The first beer was designed to be a very typical Belgian Blonde. Now, normally my rule with Belgians is: start with a good base recipe, then mess with one thing. Mix it up, get creative, but if you tweak too many things you can end up with off-balanced chaos. Typically the easiest way to do this is just to play with the sugar, which should constitute at 10-20% of your fermentables.
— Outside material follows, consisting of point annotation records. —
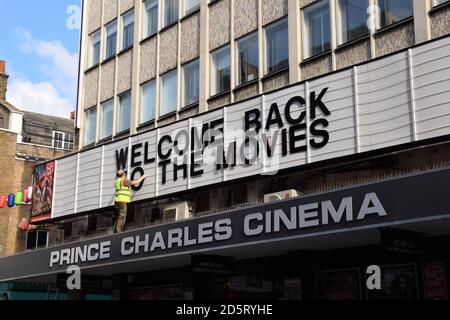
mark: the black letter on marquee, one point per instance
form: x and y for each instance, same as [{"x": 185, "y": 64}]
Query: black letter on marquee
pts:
[
  {"x": 133, "y": 177},
  {"x": 135, "y": 154},
  {"x": 277, "y": 120},
  {"x": 160, "y": 154},
  {"x": 287, "y": 112},
  {"x": 318, "y": 103},
  {"x": 121, "y": 158},
  {"x": 320, "y": 133},
  {"x": 249, "y": 123}
]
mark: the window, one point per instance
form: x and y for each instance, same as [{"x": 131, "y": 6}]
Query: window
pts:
[
  {"x": 170, "y": 11},
  {"x": 247, "y": 55},
  {"x": 106, "y": 121},
  {"x": 123, "y": 120},
  {"x": 318, "y": 29},
  {"x": 111, "y": 39},
  {"x": 148, "y": 101},
  {"x": 220, "y": 70},
  {"x": 277, "y": 46},
  {"x": 128, "y": 29},
  {"x": 191, "y": 80},
  {"x": 438, "y": 2},
  {"x": 90, "y": 126},
  {"x": 392, "y": 11},
  {"x": 169, "y": 92},
  {"x": 191, "y": 5},
  {"x": 95, "y": 48},
  {"x": 62, "y": 140},
  {"x": 352, "y": 19},
  {"x": 150, "y": 24}
]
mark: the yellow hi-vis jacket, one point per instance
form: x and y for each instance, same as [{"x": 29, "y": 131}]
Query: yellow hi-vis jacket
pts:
[{"x": 123, "y": 194}]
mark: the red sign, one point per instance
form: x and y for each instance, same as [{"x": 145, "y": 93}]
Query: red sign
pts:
[{"x": 434, "y": 281}]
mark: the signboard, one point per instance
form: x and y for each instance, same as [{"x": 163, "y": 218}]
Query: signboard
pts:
[
  {"x": 42, "y": 199},
  {"x": 388, "y": 102},
  {"x": 421, "y": 197},
  {"x": 434, "y": 281}
]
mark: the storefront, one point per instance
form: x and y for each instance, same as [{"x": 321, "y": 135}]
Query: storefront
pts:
[{"x": 313, "y": 247}]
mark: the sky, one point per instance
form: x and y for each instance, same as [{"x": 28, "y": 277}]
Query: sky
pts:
[{"x": 39, "y": 41}]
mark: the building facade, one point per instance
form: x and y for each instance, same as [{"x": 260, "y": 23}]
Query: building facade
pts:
[
  {"x": 288, "y": 145},
  {"x": 27, "y": 138}
]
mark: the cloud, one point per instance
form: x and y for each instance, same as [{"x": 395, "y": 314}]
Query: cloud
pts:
[
  {"x": 56, "y": 93},
  {"x": 40, "y": 97}
]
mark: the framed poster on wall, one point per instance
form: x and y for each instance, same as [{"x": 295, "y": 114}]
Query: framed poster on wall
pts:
[
  {"x": 434, "y": 281},
  {"x": 338, "y": 284},
  {"x": 398, "y": 282}
]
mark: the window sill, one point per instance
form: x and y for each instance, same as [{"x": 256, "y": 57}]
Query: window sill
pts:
[
  {"x": 170, "y": 25},
  {"x": 123, "y": 51},
  {"x": 353, "y": 42},
  {"x": 167, "y": 115},
  {"x": 91, "y": 68},
  {"x": 190, "y": 13},
  {"x": 439, "y": 8},
  {"x": 246, "y": 84},
  {"x": 146, "y": 124},
  {"x": 393, "y": 26},
  {"x": 274, "y": 73},
  {"x": 218, "y": 95},
  {"x": 108, "y": 59},
  {"x": 153, "y": 35},
  {"x": 315, "y": 57}
]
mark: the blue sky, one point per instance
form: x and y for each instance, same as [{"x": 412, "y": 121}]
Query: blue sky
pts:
[{"x": 40, "y": 50}]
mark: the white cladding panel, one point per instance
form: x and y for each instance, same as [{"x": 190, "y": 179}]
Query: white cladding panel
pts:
[
  {"x": 65, "y": 186},
  {"x": 398, "y": 99},
  {"x": 109, "y": 173}
]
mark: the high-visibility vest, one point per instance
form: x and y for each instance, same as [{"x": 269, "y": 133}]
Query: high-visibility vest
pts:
[{"x": 123, "y": 194}]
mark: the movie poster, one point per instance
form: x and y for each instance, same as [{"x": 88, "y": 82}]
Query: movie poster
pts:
[
  {"x": 434, "y": 281},
  {"x": 42, "y": 198},
  {"x": 397, "y": 283},
  {"x": 339, "y": 285}
]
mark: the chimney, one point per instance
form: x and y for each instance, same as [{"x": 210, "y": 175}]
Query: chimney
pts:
[{"x": 3, "y": 80}]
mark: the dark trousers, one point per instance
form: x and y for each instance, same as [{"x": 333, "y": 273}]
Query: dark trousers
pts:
[{"x": 120, "y": 216}]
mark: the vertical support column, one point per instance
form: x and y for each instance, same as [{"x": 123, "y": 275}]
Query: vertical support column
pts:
[
  {"x": 204, "y": 56},
  {"x": 233, "y": 59},
  {"x": 135, "y": 89},
  {"x": 422, "y": 26},
  {"x": 295, "y": 49},
  {"x": 333, "y": 16}
]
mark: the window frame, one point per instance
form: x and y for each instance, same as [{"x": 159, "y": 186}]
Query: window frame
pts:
[
  {"x": 123, "y": 17},
  {"x": 213, "y": 72},
  {"x": 141, "y": 102},
  {"x": 161, "y": 92},
  {"x": 146, "y": 21},
  {"x": 91, "y": 111},
  {"x": 163, "y": 12},
  {"x": 101, "y": 137},
  {"x": 118, "y": 130},
  {"x": 106, "y": 57},
  {"x": 379, "y": 17},
  {"x": 307, "y": 46},
  {"x": 183, "y": 88},
  {"x": 92, "y": 45},
  {"x": 342, "y": 20},
  {"x": 266, "y": 46},
  {"x": 250, "y": 36}
]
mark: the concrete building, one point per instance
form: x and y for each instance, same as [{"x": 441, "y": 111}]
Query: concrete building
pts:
[
  {"x": 288, "y": 146},
  {"x": 26, "y": 138}
]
But for this beer I wanted just a plain nice Blonde, because it is going to be this year's Chanterelle Mushroom beer. Last year I brewed a Chanterelle Golden that turned out pretty great, even taking Best in Show at last years' Cascade Brewer's Cup. Recently popped a bottle and as it aged it has taken on strange, saisony characteristics. Strange, but still good.
Nevertheless it has some flaws, some imbalances, and so I'm tweaking it a bit. I want the beer to be clearer, lighter, and more straightforward so that the Chanterelles will really come to the forefront. Now if I can just find some freaking Chanterelles... We went up to the North Cascades last weekend and managed to find a few tiny button sized Chanties. They're still a week or two out. At least I hope so. I don't want to have to buy them at the $17/lb they commanding in the market right now.
On the day of brewing I decided to double the recipe and pull a second beer out of my hat. A Northwest IPA / Blonde that I'm code-naming Seattle-Belgique. It's in the vein of New Belgium's Belgo IPA and Stone's Cali-Belgique; a Northwest IPA, but blond-yellow and with spicy Belgian yeast character. Maybe I can finally break my streak of mediocre IPAs? Due to the last minute decision to double the recipe I had to make a few substitutions. See the note below.
Chanterelle Blonde / Seattle-Belgique Double Brew
10.5 gallons, All Grain, 70% efficiency
Est. O.G. 1.068. Act. O.G. 1.067 for the Chanterelle, 1.070 for the IPA.
Est. F.G. hoping for 1.012-1.014
ABV estimates: 7%-7.5%
SRM: 6
IBU: Chanterelle = 26, IPA = 48 IBU
- 20 lbs US 2-Row (could try US Pilsner or Continental Pils too)
- 8 oz CaraPils
- 8 oz Wheat Malt
- 8 oz MFB Special Aromatic
- 8 oz Munich
- 8 oz Honey Malt
Mash in at 150, mash out at 163.
Water modifications (Seattle-Tolt water):
- Mash: 1 tsp Chalk, 1/4 t gypsum, 1/2 CaCl2, 1/2 Epsom salts, 1/4 salt
- Boil: 1 1/4 tsp chalk, 1/4 t gypsum, 3/4 CaCl2, 1/2 Epsom salts
Collected 12 gallons for the boil. Added another 1.8 gallons of water about half an hour in once boilover danger had passed.
90 minute boil:
- 1 oz Magnum (leaf) @ 15%AA @ First Wort Hop
- 2 whirlfloc tabs and 2 t yeast nutrient at 15 min remaining
- Add 4 lbs Invert Sugar at 10 min. (Note: don't buy it (Lyle's Golden Syrup) and don't waste your money on "Clear Belgian Candi Sugar". Make your own, invert sugar is easy and cheap. Or just add table sugar right into the boil if you're lazy.)
- 1 oz Willamette (pellet) @ 6% AA @ 5 min remaining.
- 1 oz Cascade @ 10
- 1 oz Centennial @ 10
- 1 oz Cascade @ 1
- 1 oz Centennial @ 1 min remaining.
- 1 oz Willamette (dry hop - 5 days)
Beers are fermenting away in the basement at 66 ambient (certainly a couple degrees warmer inside the carboys.) Two week primary, and the IPA will get a 5 day dry-hopping of Willamette at the end of its primary. Then rack and into the lager fridge for two weeks' cold conditioning at 36. Then bottling in corked Belgian bottles, bottle conditioned to about 3.5 volumes co2 with a fresh hit of yeast. The BJCP says 1.9 to 2.4 volumes, but that's BS. They just don't want bottle bombs, which, having experienced them while judging, I can understand. Just remember: thicker, bigger bottles if you're going over 3 volumes.
Assuming I forage/buy Chanterelles in the next two weeks or so I'll take 1 lb of the mushrooms, chop them up fine, cover with vodka in a mason jar, and stash somewhere quiet for two weeks. Then add the mushroom schnapps to taste at bottling.